Have questions about the GEL or TOPMed Impute Data Release? Ask them here!

Chai Fungtammasan DNAnexus Team
The data should be released this week. https://biobank.ndph.ox.ac.uk/showcase/field.cgi?id=21007  # see Note tab for doc of TOPMed data https://biobank.ndph.ox.ac.uk/showcase/field.cgi?id=21008  # see Resource tab for doc of GEL data

Comments

22 comments

  • Comment author
    Chai Fungtammasan DNAnexus Team

    We notice that the sample file for BGEN are not formatted correctly. We have notified the UKB and data provider and that would be fixed in the future data release. However, if you want to analyze these GEL and TOPMed Impute datasets meanwhile, it is quite easy and super cheap to fix the format issue. You just need to change the second row of sample files from 0 0 0 0 to 0 0 0 D. You could do this in interactive workstation (e.g. ttyd, clould workstation, jupyter lab, Rstudio, etc), or write a script to do this and put in swiss-army-knife to change the format. 

     

    I manually change the chr22 sample file in my testing application and was able to get sample file work with PLINK tool. 

     

    However, if anyone run into other problems with these two data (or if the solution I provide above doesn't work), please share with the community. 

    0
  • Comment author
    Former User of DNAx Community_6

    May I know how to access topmed imputation files in UKB RAP? I couldn't able to find anywhere in BULK folder of UKB-RAP

    0
  • Comment author
    Chai Fungtammasan DNAnexus Team

    It seems that UKB has not changed permission for research applications to have access to this data that we released in mid December.
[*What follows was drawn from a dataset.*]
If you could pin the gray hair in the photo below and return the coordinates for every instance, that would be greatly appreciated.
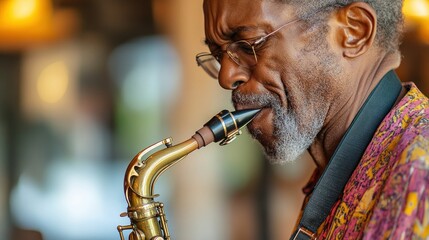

I can see it only in my testing application, but not research application. I will meet with them next week to check what is the issue and fix it asap.

    Once it's available, it would show up as two new folders in Bulk/Imputation. One for GEL and one for TOPMed.

    0
  • Comment author
    Former User of DNAx Community_6

    Thank you so much and looking forward to using it.

    0
  • Comment author
    Chai Fungtammasan DNAnexus Team

    @Akhil Pampana? The data has been released now. You can refresh the project to get it.

    It seems that UKB has unrestricted the data a while ago, but somehow it took longer than expected to be in effect.

    0
  • Comment author
    Anastazie Sedlakova DNAnexus Team

    I made a short python notebook to loop for BGEN sample files for all chromosomes.

    0
  • Comment author
    Former User of DNAx Community_6

    Thank you so much for the resource. I could able to access the files. Its really helpful

    0
  • Comment author
    Former User of DNAx Community_69

    Hello,

    Happy to see the TopMed release for ukbb.

    It will greatly improve our approved project.

     

    However, after refreshing the dataset following instructions, I still cannot access it.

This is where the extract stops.